The one who is shouting in pain wracked grief, howling from the dark shadows is the same one who has been known for his bravery. He once trusted Jesus enough to step out of the boat and onto the water. He is the one of the twelve known as the most impetuous, the most confident, the most certain. Soon, not many days in the future, this same man will speak boldly before thousands, many of whom are the sworn enemies of all who would claim Christ. But not now, not after what he has so recently done.
He doesn’t know whether his pain is greater due to the fact that he is guilty, that he betrayed and denied His Lord, or whether it is because he had sworn that he never would do such a thing. Peter said to him, “Lord, I am ready to go with you both to prison and to death.” Jesus said, “I tell you, Peter, the rooster will not crow this day, until you deny three times that you know me.” Luke 22:33-34
The one in the shadows is Peter, and he buries his heavily bearded face into his thick, scarred hands. All he had promised that he would never do, he had done. Not once, but three times he had failed Jesus in that terrible night.
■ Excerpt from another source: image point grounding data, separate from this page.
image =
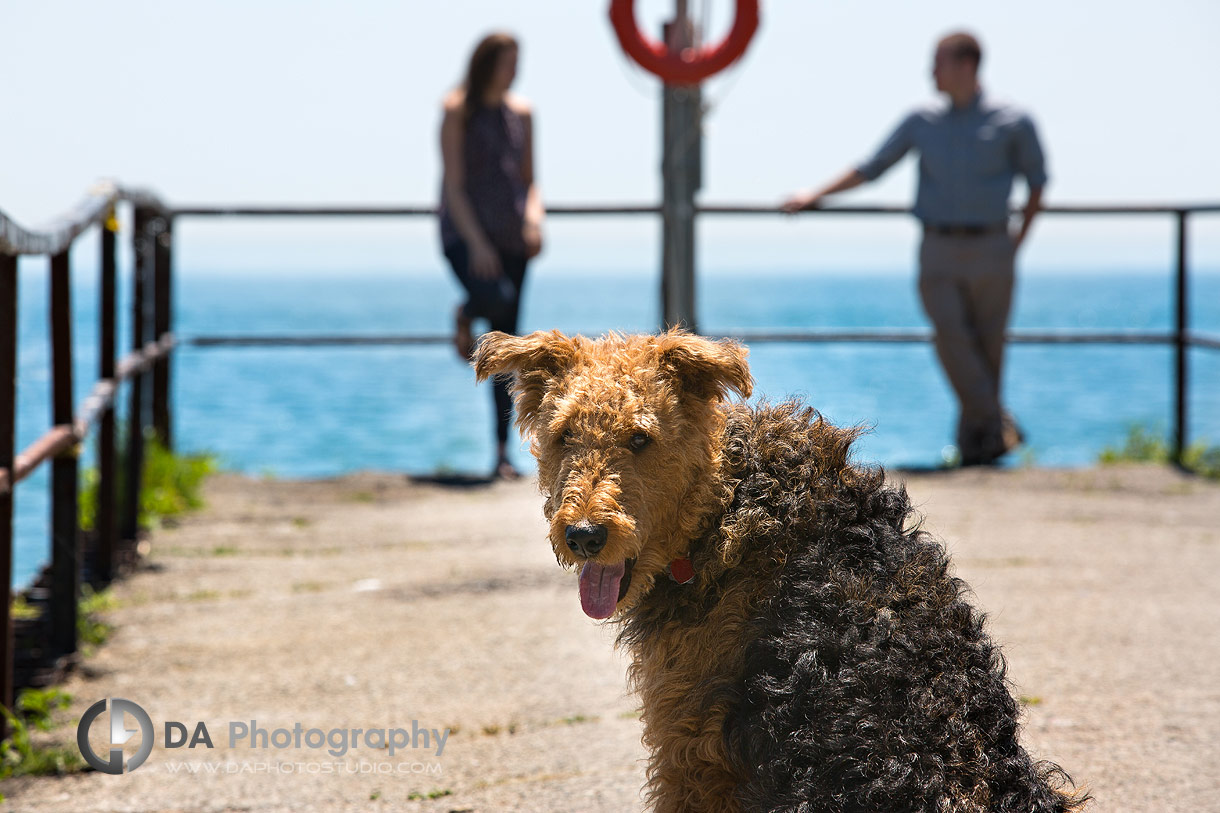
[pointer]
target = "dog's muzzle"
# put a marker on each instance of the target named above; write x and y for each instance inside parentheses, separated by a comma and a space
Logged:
(584, 538)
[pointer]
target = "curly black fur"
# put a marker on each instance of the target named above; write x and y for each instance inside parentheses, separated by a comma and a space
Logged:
(870, 682)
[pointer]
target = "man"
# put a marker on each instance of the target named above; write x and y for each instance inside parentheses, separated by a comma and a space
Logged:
(970, 151)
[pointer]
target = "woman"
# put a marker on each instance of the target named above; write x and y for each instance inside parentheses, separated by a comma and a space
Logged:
(491, 211)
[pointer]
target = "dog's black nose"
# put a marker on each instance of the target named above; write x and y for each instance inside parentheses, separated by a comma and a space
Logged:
(586, 538)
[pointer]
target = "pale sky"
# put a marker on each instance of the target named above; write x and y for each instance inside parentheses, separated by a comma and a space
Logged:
(328, 101)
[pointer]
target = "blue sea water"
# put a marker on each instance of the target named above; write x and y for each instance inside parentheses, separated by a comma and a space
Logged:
(314, 411)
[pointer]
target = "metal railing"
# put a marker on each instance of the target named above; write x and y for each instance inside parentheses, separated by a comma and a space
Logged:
(49, 641)
(148, 366)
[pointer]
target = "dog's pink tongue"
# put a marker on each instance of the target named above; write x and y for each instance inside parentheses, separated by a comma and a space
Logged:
(599, 588)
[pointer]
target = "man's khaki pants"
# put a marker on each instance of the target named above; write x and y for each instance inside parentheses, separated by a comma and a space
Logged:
(966, 286)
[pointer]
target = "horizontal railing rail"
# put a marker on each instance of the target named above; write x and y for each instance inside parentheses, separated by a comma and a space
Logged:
(147, 368)
(816, 336)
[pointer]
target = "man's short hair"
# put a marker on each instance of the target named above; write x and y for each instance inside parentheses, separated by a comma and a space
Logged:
(961, 45)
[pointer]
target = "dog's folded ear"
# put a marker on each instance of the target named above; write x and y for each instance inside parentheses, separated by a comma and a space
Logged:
(705, 368)
(533, 360)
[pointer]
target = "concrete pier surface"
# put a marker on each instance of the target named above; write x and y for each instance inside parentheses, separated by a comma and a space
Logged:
(309, 610)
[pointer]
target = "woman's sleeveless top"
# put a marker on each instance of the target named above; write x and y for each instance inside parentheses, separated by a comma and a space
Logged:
(493, 153)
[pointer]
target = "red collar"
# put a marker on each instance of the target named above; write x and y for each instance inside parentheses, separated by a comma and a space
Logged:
(682, 571)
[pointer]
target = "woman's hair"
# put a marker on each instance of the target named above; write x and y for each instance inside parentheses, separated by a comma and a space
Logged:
(963, 45)
(482, 68)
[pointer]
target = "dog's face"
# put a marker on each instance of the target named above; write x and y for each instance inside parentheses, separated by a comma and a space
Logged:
(626, 432)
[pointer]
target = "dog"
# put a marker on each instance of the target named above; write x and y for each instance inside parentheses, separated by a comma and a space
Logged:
(798, 642)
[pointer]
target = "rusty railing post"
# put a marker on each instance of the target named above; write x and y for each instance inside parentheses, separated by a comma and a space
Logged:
(7, 451)
(104, 512)
(65, 534)
(133, 466)
(162, 322)
(1181, 346)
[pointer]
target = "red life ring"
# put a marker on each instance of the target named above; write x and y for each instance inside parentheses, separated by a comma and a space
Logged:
(692, 65)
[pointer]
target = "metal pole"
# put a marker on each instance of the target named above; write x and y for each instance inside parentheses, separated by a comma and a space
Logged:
(7, 451)
(162, 321)
(681, 177)
(133, 466)
(104, 514)
(65, 534)
(1181, 346)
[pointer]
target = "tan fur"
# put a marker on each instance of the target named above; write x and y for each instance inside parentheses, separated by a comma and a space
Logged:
(581, 402)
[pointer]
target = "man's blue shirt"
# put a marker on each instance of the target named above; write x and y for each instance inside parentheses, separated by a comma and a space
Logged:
(968, 159)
When the others had reconciled their failures with the truth of the risen Lord, Peter told them that he was going back to his boat. He was going to go back to his life as a fisherman. It was there, on the shores of Galilee as he once again threw his nets into the water with hope of a catch that Jesus came to him. It was there that the burly man with a broken spirit was reinstated by Jesus. Using the name Peter carried before he had come to know Jesus, the Lord said to him, “Simon son of John, do you love Me? He answered, “Yes, Lord, you know that I love you.” Jesus said, “Take care of My sheep.”
Three times Jesus asked, and three times Peter answered, each time a bit more painful than the last. Jesus would not allow Peter’s brokenness to continue. There was work to do, Kingdom work. And Peter was the man for the job.
You see, Jesus is far less interested in our failures than He is in our future. Jesus is always looking ahead, because there are souls to save, and work to be done among believers.
Whatever failures twist your heart, give them to Jesus. He will reinstate you, love you, trust you, and set you straight.